Does it take infinite energy to create a perfect vacuum? Question is inspired by a recent burst of perpetuum mobile-type questions. It would be nice if one could simply discard them all (or at least the huge class that assumes some kind of perfect vacuum to eliminate friction) by an argument that shows it's impossible to create a perfect vacuum. Intuitively, I have some hope that there will be a thermodynamics/statistical mechanics argument that we can never even eliminate air friction completely, thereby ruling out all these elaborate constructions requiring specific arguments from the get-go. My question is therefore twofold:


*

*Does it take infinite energy to create a perfect vacuum (in a macroscopic box)?

*If yes, can you include a derivation? If no, can you give an explicit construction with a finite amount of work being done?

 A: The answer is no, or at least it is in the classical vacuum sense. I also don't see a rationale for why creating a vacuum would require infinite energy. 
An explicit construction is to use a solid-phase reactive chemical "getter" to eliminate (nearly) all gas molecules present; in experimental practice, virtually all man-made materials still outgas slightly, which means that for practical purposes a true vacuum is difficult to achieve. As an example, one of the highest vacuums made on Earth was at CERN, with a density of 1 molecule per $\text{cm}^3$. However, this inability to create perfect vacuum is a problem of material science, rather than a side effect of theoretical impossibility.
In interstellar space, vacuums can approach 1 molecule per liter, which for all practical intents and purposes is perfect vacuum.
A: Given an ideal piston/cylinder, starting with the piston completely inserted and zero volume, the work to make a perfect vacuum is simply:
(distance the piston moves) X (force) = (distance) X (area of the piston) X (exterior pressure).  
So the work to make a vacuum of volume V, is V X P, where P is the exterior pressure, such as atmospheric pressure.

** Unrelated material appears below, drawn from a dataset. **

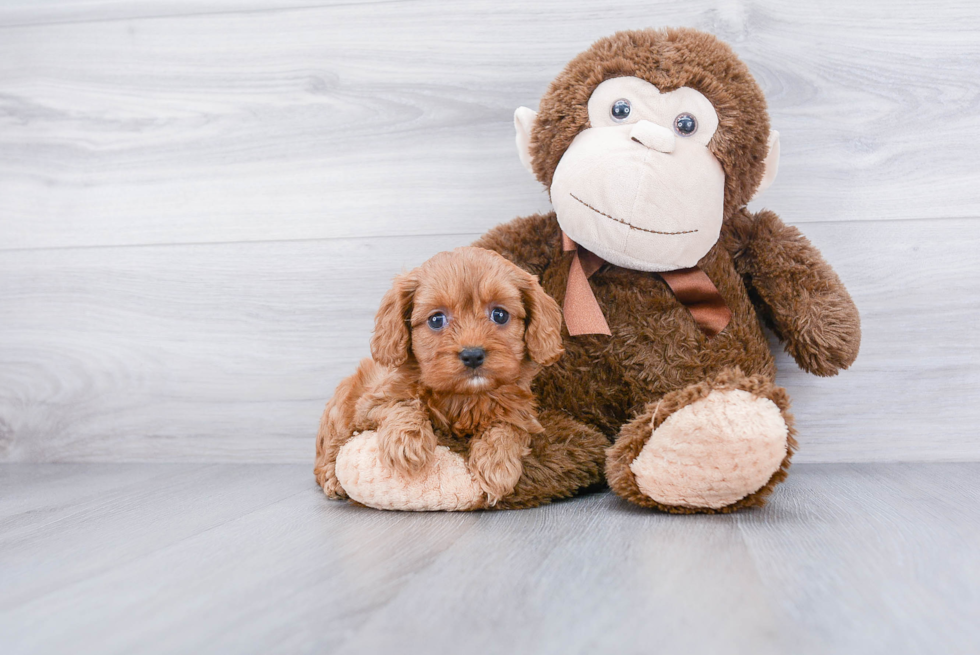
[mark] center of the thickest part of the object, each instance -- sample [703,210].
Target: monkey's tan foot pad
[713,452]
[444,485]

However, all real materials have a vapor pressure unless they are at a temperature of absolute zero.  Molecules or atoms of the material of which the box is constructed will enter the vapor phase at all non-zero tempertures. A perfect vacuum in a macrosopic box cannot be made because reaching absolute zero in a finite number of steps is contrary to the third law of thermodynamics.
A: In quantum scale, particles are appearing and disappearing out of random everywhere all the time, meaning that if you are actually able to create a perfect vacuum at a macro scale, it would be instantly denied by the quantum scale. Also, in the quantum world, there's a small chance of random "teleportation" of any particle or atom from your container to any place in the Universe, creating a whole that would allow other particles to come in the system. Or the other way around, randomly bringing particles or atoms into the system.

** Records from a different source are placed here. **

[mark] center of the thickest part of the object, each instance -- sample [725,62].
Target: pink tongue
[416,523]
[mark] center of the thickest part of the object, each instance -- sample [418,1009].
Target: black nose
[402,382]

Even using infinite energy, a Three-dimensional container can not be able to create a perfect vacuum in our Universe.
A: Perfect vacuum can't be created. Even if you somehow get rid of all material particles, there still will be blackbody photons from the container, not to mention virtual gravitons.

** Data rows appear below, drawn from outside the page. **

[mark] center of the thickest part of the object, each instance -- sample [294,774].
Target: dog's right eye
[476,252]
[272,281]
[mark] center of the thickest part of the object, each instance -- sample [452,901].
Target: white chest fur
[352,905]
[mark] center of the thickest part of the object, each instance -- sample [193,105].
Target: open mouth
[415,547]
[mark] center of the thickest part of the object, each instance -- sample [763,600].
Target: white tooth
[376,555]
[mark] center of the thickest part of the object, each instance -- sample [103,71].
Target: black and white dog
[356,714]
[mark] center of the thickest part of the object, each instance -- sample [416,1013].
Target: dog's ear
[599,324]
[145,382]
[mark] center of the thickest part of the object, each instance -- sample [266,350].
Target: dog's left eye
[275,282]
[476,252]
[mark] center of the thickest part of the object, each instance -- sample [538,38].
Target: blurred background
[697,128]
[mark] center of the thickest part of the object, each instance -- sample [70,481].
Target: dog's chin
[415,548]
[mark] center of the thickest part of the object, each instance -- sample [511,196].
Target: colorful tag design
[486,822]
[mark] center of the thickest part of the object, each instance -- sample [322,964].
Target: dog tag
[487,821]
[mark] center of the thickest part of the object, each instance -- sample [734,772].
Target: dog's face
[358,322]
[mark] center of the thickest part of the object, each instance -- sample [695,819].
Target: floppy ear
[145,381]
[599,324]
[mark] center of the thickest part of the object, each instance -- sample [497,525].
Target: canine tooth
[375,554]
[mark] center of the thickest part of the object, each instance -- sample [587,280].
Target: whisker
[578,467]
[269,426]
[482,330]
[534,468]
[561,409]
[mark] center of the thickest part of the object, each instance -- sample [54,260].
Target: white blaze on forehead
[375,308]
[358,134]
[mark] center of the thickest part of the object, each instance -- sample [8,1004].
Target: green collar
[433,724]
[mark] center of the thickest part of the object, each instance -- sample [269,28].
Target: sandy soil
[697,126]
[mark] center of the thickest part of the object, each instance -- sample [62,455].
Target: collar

Generally, you can't be 100% sure that some part of space is perfect vacuum - to know that you should measure precisely the energy of that region, but it's forbidden by Heisenberg's uncertainity principle: $\Delta E \Delta t \geq \hbar$ where $\Delta E$ is uncertainity of energy measurement. I'd say that making sure that something is perfect vacuum would take infinite time.
A: http://www.lhup.edu/~dsimanek/museum/unwork.htm 
 Perpetual motion machines
Take a UV-grade fused silica vessel with 1 cm walls, annealing point 1140 C. Heat it to 900 C under hard vacuum both sides (turbopump plus titanium sublimation pump) with electrodeless low pressure 184.9 nm Hg vapor UV flood to dissociate everything not silica.  Let that proceed for a few days, then flame off the connection.  Cool.  Cool in superfluid liquid helium. There's your "perfect" vacuum.  It still has zero-point energy (Casimir effect) plus thermal emission.
Here's a "perfect" perpetual motion machine of the Second Kind.  Why is it crap?
A hermetically isolated hard vacuum envelope contains two closely spaced but not touching, in-register and parallel, electrically conductive plates having micro-spiked inner surfaces.  They are connected with a wire, perhaps containing a dissipative load (small motor).  One plate has a large vacuum work function material inner surface (e.g., osmium at 5.93 eV).  The other plate has a small vacuum work function material inner surface (e.g., n-doped diamond "carbon nitride" at 0.1 eV).  Above 0 kelvin, spontaneous cold cathode emission runs the closed isolated system.  Emitted electrons continuously fall down the 5.8 volt potential gradient.  Evaporation from carbon nitride cools that plate.  Accelerated collision onto osmium warms that plate.  Round and round.  The plates never come into thermal equilibrium when electrically shorted.  The motor runs forever.